A scuola vengono spesso misurate diverse intelligenze attraverso i test psicometrici (logica, matematica, ecc.). Esiste anche un’“intelligenza artigiana”?
Sì. E ci sono vari aspetti che rendono l’intelligenza artigiana un’intelligenza che merita di essere riscoperta. Innanzitutto è un’intelligenza che si proietta nel mondo e che si traduce in un confronto con la realtà attraverso la creazione di prototipi e oggetti; in secondo luogo è un’intelligenza che ha bisogno di tempo per maturare in qualità e produrre risultati. Il rapporto con la realtà e il tempo, la necessità di incontrare gli altri e strutturarsi in comunità sociali sono aspetti tipici dell’intelligenza artigiana che meritano di essere riproposti non solo nel lavoro, ma anche nella società.

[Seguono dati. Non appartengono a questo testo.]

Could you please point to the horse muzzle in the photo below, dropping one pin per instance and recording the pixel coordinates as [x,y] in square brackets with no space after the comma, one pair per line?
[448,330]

Quali sono le sfide a cui va incontro oggi un artigiano nel mercato globale?
Sono molte. Un primo nodo è legato all’apertura dei confini del saper fare. Abbiamo sempre pensato in termini territoriali, senza immaginare che una quota importante di questo sapere possa essere veicolata a livello internazionale. Il know how artigiano va portato su uno scenario più ampio, quello globale, per renderlo più sostenibile.
Un secondo tema è quello della comunicazione: i nostri artigiani hanno passato la loro vita a conservare segreti e a nascondere i processi. Oggi devono aprirsi e confrontarsi col mondo, imparare a raccontarsi e anche, in alcuni casi, a teatralizzare il loro saper fare coinvolgendo i giovani, i clienti, le imprese con cui lavorano.

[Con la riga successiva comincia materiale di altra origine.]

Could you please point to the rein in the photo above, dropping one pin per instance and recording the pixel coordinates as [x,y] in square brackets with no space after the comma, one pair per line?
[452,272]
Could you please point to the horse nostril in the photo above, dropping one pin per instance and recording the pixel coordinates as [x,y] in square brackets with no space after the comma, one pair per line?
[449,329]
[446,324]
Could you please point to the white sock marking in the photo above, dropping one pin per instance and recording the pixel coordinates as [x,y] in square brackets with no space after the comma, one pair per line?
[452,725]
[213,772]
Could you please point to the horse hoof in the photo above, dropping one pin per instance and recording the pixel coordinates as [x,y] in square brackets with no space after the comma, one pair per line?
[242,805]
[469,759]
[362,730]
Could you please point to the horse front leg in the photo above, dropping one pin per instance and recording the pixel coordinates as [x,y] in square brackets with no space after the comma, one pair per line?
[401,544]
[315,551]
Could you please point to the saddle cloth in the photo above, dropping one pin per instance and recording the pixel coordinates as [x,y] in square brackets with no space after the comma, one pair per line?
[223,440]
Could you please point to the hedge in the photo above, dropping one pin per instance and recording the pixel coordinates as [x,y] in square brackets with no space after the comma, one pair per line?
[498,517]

La terza sfida è la tecnologia. Fare gli artigiani non significa rimanere bloccati in una tecnologia consolidata. Bisogna sfruttare le nuove tecnologie dal web alle stampanti 3d. Oggi l’artigiano non deve essere semplicemente custode della tradizione, ma deve farsi sperimentatore.
Visto che le competenze dell’artigiano oggi vanno ben oltre saper realizzare una bella scarpa o un bel gioiello, crede che ci sia bisogno di una sorta di “università dell’artigianato” che, accanto alla formazione pratica e al sapere di tipo esperenziale, trasferisca sui ragazzi anche competenze manageriali che permettano loro di essere più competitivi sul mercato globale?
Non credo serva attivare un corso di laurea. Queste attività richiedono percorsi di avvicinamento e di apprendimento che devono lasciare alle persone ampi spazi di discrezione e autonomia. Oggi esistono i laboratori di fabbricazione, come Fablab, dove i giovani possono imparare a usare le nuove tecnologie, le stampanti 3d, i laser cutter, le nuove frese a controllo numerico e possono conoscere i nuovi materiali in maniera autonoma, partecipando a conferenze e corsi, sia durante che dopo l’università. Questi spazi non danno dei diplomi, ma consentono ai giovani di avvicinarsi con più libertà ad attività che devono essere assimilate per gradi. Da parte nostra, dovremmo ampliare il ventaglio delle opportunità formative attraverso spazi ibridi in cui il pensionato settantenne che sa fare lavori al tornio insegna al ventenne diplomato o al trentenne laureato come costruire gioielli di nuova generazione.
Cosa direbbe ai giovani che pensano di intraprendere un percorso di questo tipo?
Che ci sono spazi sorprendenti per chi sceglie questi percorsi. È emozionante avvicinarsi a dei mestieri tradizionali e immettere in queste attività dosi di creatività, sapere, cultura e apertura internazionale di cui l’artigianato ha terribilmente bisogno. Può essere un’esperienza non solo remunerativa, ma anche intellettualmente molto stimolante.